While in their normal lives she would condemn conspicuous consumption, here she partakes.

Part of the significance of such activities is that they occur in places that are simultaneously ‘cutting edge, dangerous, lonely, urgent’ (Olson 1999: 175). In this context, experimentation, trickery and ignoring laws of normal society become the norm. Working on human rights law Ken muses, ‘I’m not actually a licensed “lawyer” in the US, but who’s splitting hairs about that in Cambodia?’ (Cain 2004: 32). Similarly, Leanne comes to accept that if one were to play by the rules of normal society, nothing would get done. She ‘learned to lie with impunity, cheat, steal, negotiate with and manipulate anyone, to beg, borrow, stretch facts…We developed quite a ruthless reputation but, considering the circumstances, one could say that necessity drove us to it’ (Olson 1999: 118). What ‘drove them to it’ seems to have been the juxtaposition of First World goals with Third World circumstance. For example, Heidi describes trying to set up polling stations in a mud field beside pigs (Cain 2004: 82), while Ken attempts to collect human rights abuse testimonies in a context where he does not know the language and can offer no protection to witnesses. The quality of pushing the boundary creates a euphoric atmosphere amongst initiates: ‘[i]t was terrifying, it was exciting, it was insane. We were living on the edge – and you should have seen the view!’ (Olson 1999: 10).

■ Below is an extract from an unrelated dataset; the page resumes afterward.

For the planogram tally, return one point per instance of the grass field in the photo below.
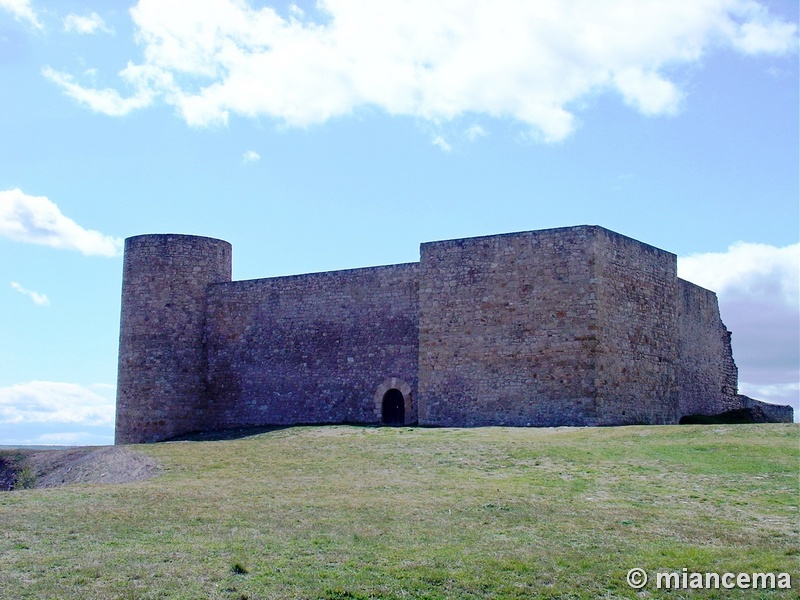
(358, 512)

Another way in which the structure of normal life is suspended is through sexual relations. Prostitution is openly accepted as part of the landscape (Cain 2004: 76). Two of the three female characters engage in a string of emotionally or physically promiscuous relationships. Both women are excited by the ‘smorgasbord’ of men. Crows Heidi,

[w]ith so few women available, the men have to try harder, offer more of themselves. …In the permanent emergency of the mission, I suddenly don’t have to play by the boys’ rules. Which only proves that the boys’ rules were bullshit to begin with.

(Cain 2004: 133)

However, they both find themselves being bound by yet another set of rules. According to Turner, ‘[i]n liminality, the underlying comes uppermost’ (1969: 102), and in ES Heidi describes her need to have sex in the face of death as a way of re-engaging with bare life. Heidi and Lynne also both find themselves in inverted sexual positions compared to their normal lives. Stripped of their normal human agency as independent beings, they become pure women. In Heidi’s case, she fights against this by trying to use sex to assert herself. In Lynne’s case, she allows herself (and admittedly enjoys) becoming a classic ‘Dili Princess’, wearing a tiara to serve dinner to her male, expat housemates.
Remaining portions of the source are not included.